Tutti coloro che sono appassionati di football, almeno una volta nella loro vita, avranno esclamato: “Il calcio è della gente”. Una frase celebre che va, inequivocabilmente, a cozzare con quelle che sono le attuali dinamiche dell’intero sistema “pallonaro”. Uno degli esempi più lampanti è il format adottato per la Supercoppa Italiana: quattro squadre a contendersi il titolo, su gara secca. Il tutto, a migliaia e migliaia di chilometri di distanza.
Tenendo conto di vari aspetti, ha veramente senso disputare questa competizione con le modalità prefissate? Analizziamole. Partiamo da chi ospita l’evento: Dubai. Molti penseranno ad una questione prettamente economica eppure, se andiamo ad analizzare il compenso che ricevono le squadre partecipanti, qualcosa non torna. Otto milioni per la squadra che conquista il titolo e circa 1,5 – 2 milioni per le restanti, oltre ad una somma che va alla lega serie A. Parliamo di società che fatturano centinaia di milioni di euro all’anno. Insomma, briciole al cospetto degli investimenti fatti annualmente.

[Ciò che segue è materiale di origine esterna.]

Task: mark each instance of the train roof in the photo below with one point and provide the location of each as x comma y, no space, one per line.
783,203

Un altro aspetto da non sottovalutare è lo spettacolo offerto sugli spalti. Ieri sera, per la semifinale tra Napoli e Fiorentina, erano presenti poco meno di diecimila spettatori. Un vero e proprio smacco verso le squadre, abituate a giocare dinanzi ad un pubblico cinque volte maggiore a quello presente. Ultimo, ma non per ordine d’importanza, è anche il periodo di disputa delle seguenti partite. Infatti, per consentire alle quattro squadre di affrontarsi, è stato penalizzato il massimo campionato italiano costretto a recuperare determinate gare solamente nel mese di febbraio. Possiamo tranquillamente affermare che se semifinali e finale si fossero giocate in Italia – finanche in campo neutro – , ne avrebbe giovato sicuramente lo spettacolo.

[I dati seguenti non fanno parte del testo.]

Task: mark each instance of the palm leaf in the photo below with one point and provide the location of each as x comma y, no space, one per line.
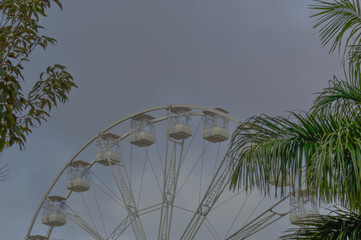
338,225
323,149
337,19
341,97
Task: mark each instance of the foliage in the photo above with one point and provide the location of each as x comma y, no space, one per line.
338,225
19,37
321,148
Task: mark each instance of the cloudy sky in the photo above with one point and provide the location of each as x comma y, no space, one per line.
248,56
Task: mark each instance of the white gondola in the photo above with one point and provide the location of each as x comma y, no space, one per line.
215,126
38,237
78,176
142,130
53,211
303,205
179,123
109,153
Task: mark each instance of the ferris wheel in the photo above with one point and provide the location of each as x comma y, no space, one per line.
162,173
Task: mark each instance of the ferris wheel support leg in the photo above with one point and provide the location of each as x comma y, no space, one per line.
122,180
121,228
211,196
169,188
263,220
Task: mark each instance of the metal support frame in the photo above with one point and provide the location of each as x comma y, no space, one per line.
169,188
122,181
263,220
217,186
72,215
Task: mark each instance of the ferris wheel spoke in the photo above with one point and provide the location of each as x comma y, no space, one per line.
212,194
112,195
191,171
80,222
169,187
127,195
212,230
121,228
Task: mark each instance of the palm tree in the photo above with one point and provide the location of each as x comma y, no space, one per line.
320,148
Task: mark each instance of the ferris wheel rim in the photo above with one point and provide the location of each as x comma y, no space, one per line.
105,130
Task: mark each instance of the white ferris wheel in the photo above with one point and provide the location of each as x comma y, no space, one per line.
162,173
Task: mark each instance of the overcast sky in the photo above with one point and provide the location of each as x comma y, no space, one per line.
248,56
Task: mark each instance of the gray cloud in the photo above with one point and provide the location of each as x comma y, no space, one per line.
250,57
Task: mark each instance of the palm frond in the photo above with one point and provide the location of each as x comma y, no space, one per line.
341,97
323,149
339,20
338,225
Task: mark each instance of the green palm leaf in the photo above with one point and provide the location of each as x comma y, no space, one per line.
338,225
336,19
341,97
322,149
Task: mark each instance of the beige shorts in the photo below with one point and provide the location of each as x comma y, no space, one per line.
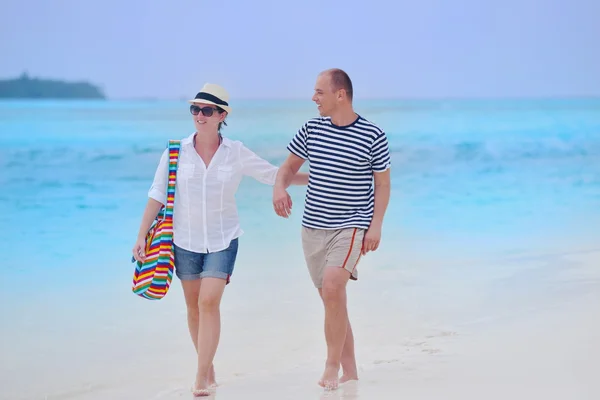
331,248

Il calcio moderno, Supercoppa a parte, non prevede solo l’assegnazione dei cosiddetti “rigorini tecnologici”, ma tanti altri elementi. Dalle trasferte vietate, all’offensivo numero di biglietti messi a disposizione, per le tifoserie ospiti, nonostante la magica e preziosa tessera del tifoso. Era questo il calcio che sognavamo da piccoli? Con partite disputate dall’altra parte del mondo – con format assolutamente rivedibili – in stadi desolatamente vuoti?
Quando la modernità, diventa sinonimo di regresso.